A week. The same deadline Orpheus had given them. A week that had seemed like a year. Because of the horrors they'd faced, but also because it felt as if she'd known Dionysus forever. Every stolen glance had felt like a delicious hour of loving. Every touch, like a year in bed with him. And every hungry kiss as fulfilling as a long life spent in each other's company. Something she'd never really have with him.
She'd never feel that again. He was gone, and she had no idea how to find him. If he was even still alive.

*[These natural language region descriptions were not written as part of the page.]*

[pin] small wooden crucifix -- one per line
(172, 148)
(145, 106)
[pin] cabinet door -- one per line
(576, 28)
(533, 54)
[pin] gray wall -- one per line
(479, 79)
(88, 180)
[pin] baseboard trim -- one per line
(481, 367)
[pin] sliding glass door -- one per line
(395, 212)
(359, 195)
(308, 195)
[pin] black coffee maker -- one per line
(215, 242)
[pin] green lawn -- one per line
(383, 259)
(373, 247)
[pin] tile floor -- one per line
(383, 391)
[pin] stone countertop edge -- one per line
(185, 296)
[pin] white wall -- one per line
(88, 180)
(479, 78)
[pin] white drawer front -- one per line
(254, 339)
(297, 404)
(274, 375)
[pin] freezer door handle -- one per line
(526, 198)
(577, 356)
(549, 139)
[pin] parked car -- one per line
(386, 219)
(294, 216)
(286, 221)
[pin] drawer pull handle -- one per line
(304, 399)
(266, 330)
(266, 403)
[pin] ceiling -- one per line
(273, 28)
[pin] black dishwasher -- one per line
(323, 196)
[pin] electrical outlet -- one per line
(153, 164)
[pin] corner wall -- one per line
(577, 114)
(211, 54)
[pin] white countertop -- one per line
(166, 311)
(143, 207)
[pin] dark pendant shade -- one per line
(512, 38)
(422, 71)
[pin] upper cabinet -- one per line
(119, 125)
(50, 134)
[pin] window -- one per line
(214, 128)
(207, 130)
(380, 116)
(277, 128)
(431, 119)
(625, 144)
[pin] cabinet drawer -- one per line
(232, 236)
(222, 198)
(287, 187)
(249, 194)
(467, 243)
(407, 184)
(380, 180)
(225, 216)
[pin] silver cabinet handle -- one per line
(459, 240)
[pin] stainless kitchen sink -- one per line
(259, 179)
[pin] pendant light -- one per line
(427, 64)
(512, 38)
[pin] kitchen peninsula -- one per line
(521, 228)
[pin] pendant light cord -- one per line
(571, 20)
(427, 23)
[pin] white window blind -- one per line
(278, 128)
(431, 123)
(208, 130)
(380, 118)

She squeezed her eyes shut, but his image continued to taunt her. She put her arms over her face, but nothing could take the picture of him away.
And she didn't want it to go away anyway. Even though the thought of him was bruising her from the inside out. Making her bleed from a wound no doctor would ever find.
Petter touched her hand. “Josie."
"Please,” she begged, opening her stinging eyes. “Just give me half an hour. That's all I ask. Then you can call. Please."
The flummoxed Norwegian nodded and moved to the couch on the opposite side of the room, perching uncomfortably on it.
With that small measure of privacy, Josie turned into the couch, burying her face in the cushions, and wept. Letting the image of Dionysus wash over her and take her. Allowing the scream in her head to subside into painful sobs.
There, on a male model's couch, she prayed to God, any god, to just let her die.
The dreams began that night.
Horrible, disjointed dreams featuring all the images she'd seen in hell. Each night as her impossibly-fatigued head hit the pillow, she relived their bizarre journey. The butterfly. David Cassidy. The lovers in The Sinners. Sean. All of it.
And he was there though it all, as he had been in reality. Dionysus, her own Greek god. The devastating man who'd killed her with his smiles, who'd tempted her with his scent. Who'd loved her better than any other.
The man who'd effectively died for her. She'd always known life involved a measure of sacrifice, but had never expected anyone to make the ultimate sacrifice for her.
For her.
But he had.
And each night, Fate continued to torment her by including him in her nightmares. By reminding her of what his touch could do. She relived their passion every time she closed her eyes. A constant agony because she never wanted to open her eyes anyway.
She'd blink, and he'd be there, touching her cheek. Her lashes would flutter and he'd be nuzzling at her neck, filling her room with the sweet scent of Concord grapes. Even now, she could feel the tip of his warm tongue as it teased a line from her ear to her shoulder. She'd allow herself to fall into sleep's cold embrace, and Dionysus was immediately inside her. Filling her, wrapping his strong arms around her body, spilling his seed into her needy soul.
Every day she awoke, she prayed the dream Dionysus might have somehow impregnated her. That she could bring a little piece of him back into the world. A little boy with dark curls and even darker eyes.